Most memorable meal you've ever had in Denver: Although it wasn't a traditional meal, last year's Denver Burger Battle at Sports Authority Field was a really memorable time for me and our staff. It was a very unique experience that we were thankful to be involved in, plus it was all for a great cause.
Five favorite Denver/Boulder restaurants: The Kitchen, Oak at Fourteenth, Colt & Gray, Masterpiece Delicatessen and Sugarbeet. These restaurants all offer inspiring dishes in a great atmosphere with excellent service.
If you could change one thing about the Denver dining scene, what would it be? I don't think I would change much. I think the city is headed in the right direction, and I wish I could dine there more often.
Which chef has most inspired you? Thomas Keller. He's highlighted the farm-to-table movement as a staple in his restaurants, and his food is always inspirational, plus his standards are high and he continues to raise the bar when it comes to creativity. He's definitely someone to look up to in this industry; he set the standard.

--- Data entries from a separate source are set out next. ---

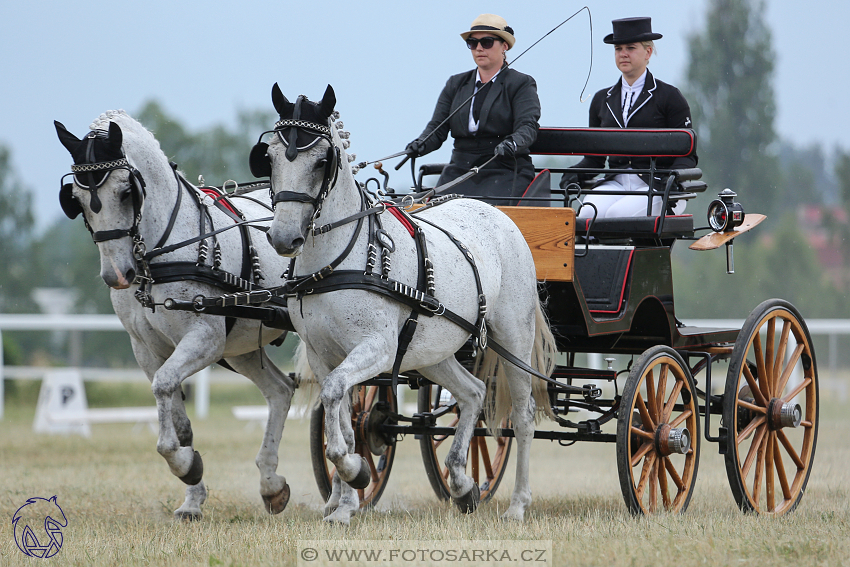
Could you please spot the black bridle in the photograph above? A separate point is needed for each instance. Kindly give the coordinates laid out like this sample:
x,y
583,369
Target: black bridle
x,y
261,164
85,178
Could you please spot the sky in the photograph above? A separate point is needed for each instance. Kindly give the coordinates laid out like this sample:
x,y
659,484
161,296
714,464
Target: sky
x,y
387,61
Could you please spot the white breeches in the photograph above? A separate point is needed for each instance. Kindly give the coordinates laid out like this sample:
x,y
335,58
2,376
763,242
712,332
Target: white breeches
x,y
611,206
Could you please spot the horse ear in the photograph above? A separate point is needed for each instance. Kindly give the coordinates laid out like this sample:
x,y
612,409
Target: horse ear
x,y
328,102
279,101
68,140
116,137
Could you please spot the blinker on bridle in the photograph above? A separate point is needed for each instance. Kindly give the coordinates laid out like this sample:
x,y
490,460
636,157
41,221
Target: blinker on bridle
x,y
85,178
261,165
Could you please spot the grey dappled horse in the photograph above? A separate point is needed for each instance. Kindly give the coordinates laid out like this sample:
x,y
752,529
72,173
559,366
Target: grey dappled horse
x,y
352,335
132,199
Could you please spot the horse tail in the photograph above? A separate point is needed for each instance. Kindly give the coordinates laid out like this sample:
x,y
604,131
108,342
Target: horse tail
x,y
489,368
308,390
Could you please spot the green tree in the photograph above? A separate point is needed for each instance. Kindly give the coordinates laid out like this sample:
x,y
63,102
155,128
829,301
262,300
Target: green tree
x,y
218,153
731,95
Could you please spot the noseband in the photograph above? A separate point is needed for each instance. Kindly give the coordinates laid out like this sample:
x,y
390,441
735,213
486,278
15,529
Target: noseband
x,y
72,208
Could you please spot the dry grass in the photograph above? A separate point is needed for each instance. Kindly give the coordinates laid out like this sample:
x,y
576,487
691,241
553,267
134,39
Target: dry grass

You're stranded on a desert island. Which chefs would you want to have with you? Eric Ripert, Masaharu Morimoto and Rick Bayless would be a group that would never run out of good conversation or excellent food, plus I could learn so much from each one of them.

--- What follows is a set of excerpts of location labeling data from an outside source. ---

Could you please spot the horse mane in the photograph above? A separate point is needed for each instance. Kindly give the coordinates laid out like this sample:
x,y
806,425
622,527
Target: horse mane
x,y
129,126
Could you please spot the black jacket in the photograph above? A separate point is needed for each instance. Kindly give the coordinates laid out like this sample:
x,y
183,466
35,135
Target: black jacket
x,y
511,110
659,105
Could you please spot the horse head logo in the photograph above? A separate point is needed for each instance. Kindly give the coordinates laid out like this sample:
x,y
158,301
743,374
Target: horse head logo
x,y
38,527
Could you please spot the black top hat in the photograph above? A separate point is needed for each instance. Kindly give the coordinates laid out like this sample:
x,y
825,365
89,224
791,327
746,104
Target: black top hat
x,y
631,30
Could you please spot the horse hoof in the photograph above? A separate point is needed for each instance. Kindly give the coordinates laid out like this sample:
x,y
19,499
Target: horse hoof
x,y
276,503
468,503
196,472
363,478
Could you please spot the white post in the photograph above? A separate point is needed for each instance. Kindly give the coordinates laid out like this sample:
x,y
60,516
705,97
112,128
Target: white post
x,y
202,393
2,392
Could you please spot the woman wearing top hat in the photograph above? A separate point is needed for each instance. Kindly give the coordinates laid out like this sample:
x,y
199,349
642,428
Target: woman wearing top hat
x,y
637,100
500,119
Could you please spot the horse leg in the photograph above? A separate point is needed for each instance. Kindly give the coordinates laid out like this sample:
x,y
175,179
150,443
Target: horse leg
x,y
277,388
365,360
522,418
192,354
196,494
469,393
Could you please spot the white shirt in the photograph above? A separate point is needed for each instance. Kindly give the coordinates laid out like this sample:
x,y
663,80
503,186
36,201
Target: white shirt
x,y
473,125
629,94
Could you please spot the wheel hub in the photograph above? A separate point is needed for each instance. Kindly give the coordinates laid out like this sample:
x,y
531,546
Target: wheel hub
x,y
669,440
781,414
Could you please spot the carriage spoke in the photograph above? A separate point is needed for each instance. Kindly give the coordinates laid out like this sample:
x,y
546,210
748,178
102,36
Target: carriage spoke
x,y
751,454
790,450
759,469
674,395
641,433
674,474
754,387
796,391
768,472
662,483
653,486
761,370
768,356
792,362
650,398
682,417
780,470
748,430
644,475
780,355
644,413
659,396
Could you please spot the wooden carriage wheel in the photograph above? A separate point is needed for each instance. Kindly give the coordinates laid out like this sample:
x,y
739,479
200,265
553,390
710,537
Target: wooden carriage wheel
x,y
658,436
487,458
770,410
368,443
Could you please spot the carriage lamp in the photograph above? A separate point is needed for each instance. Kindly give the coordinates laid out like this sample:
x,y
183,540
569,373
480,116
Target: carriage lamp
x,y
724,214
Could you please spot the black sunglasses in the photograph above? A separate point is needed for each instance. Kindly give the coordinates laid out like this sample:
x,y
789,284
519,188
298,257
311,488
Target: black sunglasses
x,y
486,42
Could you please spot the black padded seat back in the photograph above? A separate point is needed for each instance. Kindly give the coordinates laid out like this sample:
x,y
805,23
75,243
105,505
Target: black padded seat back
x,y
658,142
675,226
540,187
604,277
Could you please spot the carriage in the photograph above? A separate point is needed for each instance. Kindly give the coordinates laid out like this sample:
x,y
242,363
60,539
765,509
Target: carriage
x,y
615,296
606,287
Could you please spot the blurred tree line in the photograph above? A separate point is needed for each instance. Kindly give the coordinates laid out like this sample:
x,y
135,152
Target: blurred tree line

If you could cook in another chef's kitchen, whose would it be? Thomas Keller's at the French Laundry. Cleanliness and organization are things that I'm very serious about, and Thomas Keller's kitchen is the best in the business. He also grows much of their produce in his own restaurant garden, which is something I aspire to doing someday.
Describe the biggest challenges facing today's chefs: The work ethic -- or lack of it -- among many of today's culinary graduates. It's rare to find applicants with a good, solid work ethic who are willing to put in the time to learn their craft. There are definitely great cooks and chefs out there, but I do think that many graduates of culinary programs are unprepared for the hard work and long hours that come with being in the restaurant industry.
What piece of advice would you give to a young chef? Work hard, listen to your mentors, never give up, and never stop trying to evolve as a chef.
Biggest mistake a chef can make on the line: The biggest mistake a chef can make is not communicating. Things can go south very quickly when the line isn't communicating.
Craziest night in the kitchen: My craziest night was as a young chef working the entree station for the first time at Solera, a restaurant in Minneapolis. It was a great kitchen that was always rocking and putting out phenomenal dishes, and I learned a lot there. But, yeah, it was crazy.
Greatest accomplishment as a chef: Sticking with my craft, getting the head-chef job at Mateo, and all of the nonprofit events I've done outside the restaurant, which allows me to work with other chefs. That always makes me feel really good. An accomplishment that I aspire to someday is the James Beard Award.
What skills and attributes do you look for when hiring kitchen staff? A willingness and desire to learn, the ability to take direction, a positive attitude, and, most of all, a passion for cooking.
If you had the opportunity to open your own restaurant with no budget constraints, what kind of restaurant would you open? Comfort food done with a refined approach. I'd love to have a place in the country with an on-site farm.